Я мну свою шляпу. Украдкой оглядываю класс, вижу на полу какие-то корки, разбросанные там и здесь страницы, карандашные очистки. На доске – каракули сумасшедшего. Мгновенные слезы застилают мне глаза. Я даю себе слово: я помогу этому ребенку, я буду заниматься с ним каждый день. Ибо мы не должны терять надежды. Ибо оно, это дитя, – пограничный случай.
Но дома по вечерам меня охватывает отчаяние. Бесконечные часы мы проводим вместе, рядом, сидя перед раскрытой книгой. Все напрасно. Он напряженно сидит возле меня, не шевелясь, но слова мои скользят мимо него, как масло по воде. Когда в конце концов я отпускаю его, он возвращается в свою комнату и проводит еще полчаса один, делая уроки. Затем захлопывает учебник, кладет в портфель и закрывает.
Иногда – по утрам, когда он еще спит, – я открываю этот портфель и заглядываю в его домашние тетради. И с ужасом читаю его ответы, невообразимые, совершенно фантастические. Равно как и его арифметика – какие-то странные значки, начертанные с видимым усердием и не имеющие никакого смысла.
Но я не говорю ничего. Я на него не жалуюсь.
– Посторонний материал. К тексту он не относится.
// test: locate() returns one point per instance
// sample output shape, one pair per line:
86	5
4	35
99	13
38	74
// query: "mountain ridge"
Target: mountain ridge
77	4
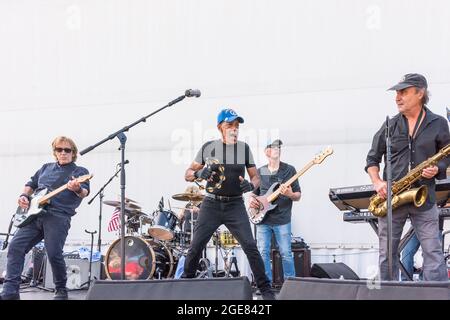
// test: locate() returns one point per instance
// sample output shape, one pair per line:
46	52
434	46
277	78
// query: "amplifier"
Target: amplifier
302	263
77	273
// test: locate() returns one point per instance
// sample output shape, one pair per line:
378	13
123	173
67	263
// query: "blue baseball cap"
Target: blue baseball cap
228	115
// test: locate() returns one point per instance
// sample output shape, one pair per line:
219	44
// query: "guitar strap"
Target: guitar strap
61	179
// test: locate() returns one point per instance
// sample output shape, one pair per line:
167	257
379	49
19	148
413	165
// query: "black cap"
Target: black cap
275	143
411	80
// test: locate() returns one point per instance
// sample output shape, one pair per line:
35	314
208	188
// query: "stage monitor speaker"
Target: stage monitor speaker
172	289
77	273
302	264
333	289
333	271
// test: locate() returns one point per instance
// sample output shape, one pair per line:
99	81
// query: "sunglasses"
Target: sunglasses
66	150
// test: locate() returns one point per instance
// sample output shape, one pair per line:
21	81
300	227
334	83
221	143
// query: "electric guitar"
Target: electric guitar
265	201
38	202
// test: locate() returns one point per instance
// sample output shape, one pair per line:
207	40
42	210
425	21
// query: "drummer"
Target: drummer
191	210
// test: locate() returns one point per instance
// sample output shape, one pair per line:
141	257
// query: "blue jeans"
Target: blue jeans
233	215
53	229
283	237
408	253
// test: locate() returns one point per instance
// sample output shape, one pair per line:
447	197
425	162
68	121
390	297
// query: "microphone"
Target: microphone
192	93
120	163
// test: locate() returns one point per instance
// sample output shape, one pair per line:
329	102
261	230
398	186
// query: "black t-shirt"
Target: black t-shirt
234	157
283	211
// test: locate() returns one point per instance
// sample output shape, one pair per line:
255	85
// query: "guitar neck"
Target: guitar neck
275	195
49	195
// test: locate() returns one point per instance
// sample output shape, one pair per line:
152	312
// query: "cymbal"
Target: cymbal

У меня нет к нему претензий до тех пор, пока он каждое утро встает, чтобы безропотно идти в школу и сидеть там на своей скамье в углу класса.
Он ничего не рассказывает о том, как проходит его день. А я его не спрашиваю. Он уходит и приходит, не произнося ни слова. Был один недолгий период – я думаю, между пятым и шестым годом его пребывания в школе, – когда в классе его стали вдруг задирать. Словно внезапно вдруг обнаружили, что он существует, что он находится среди них. Весь его класс, не исключая девочек, толпился вокруг него во время перемены, и его щипали, словно желая удостовериться, что это не призрак, а живое существо из плоти и крови. Он продолжал все так же ходить в школу.
Через несколько недель дети отстали от него, оставив в покое.
Однажды он вернулся из школы страшно возбужденным. Ладони были перепачканы мелом. Я решил, что его вызвали к доске, но он сказал, что нет. А вечером пришел ко мне и сказал, что его выбрали дежурным.
Прошло еще несколько дней. Я поинтересовался, по-прежнему ли он дежурит, и он сказал, что да. Две недели спустя он все еще был дежурным. Я спросил, нравятся ли ему его обязанности, или он уже немного устал от них. Он был абсолютно доволен. Его глаза сияли, выражение лица стало более умиротворенным. Утром, копаясь в его портфеле, рядом с причудливо выполненным домашним заданием я обнаружил обломки мела и не то одну, не то две тряпки.
Я думаю, что именно с этого времени, с тех пор как он стал дежурным (и оставался им до самого конца школы), он и сблизился со школьным сторожем. В дальнейшем между ними установилось даже нечто вроде дружбы. Время от времени сторож звал его к себе в каморку и угощал чашкой чая, оставленной каким-нибудь преподавателем. Не думаю, что они когда-либо говорили между собой, но друг друга они понимали.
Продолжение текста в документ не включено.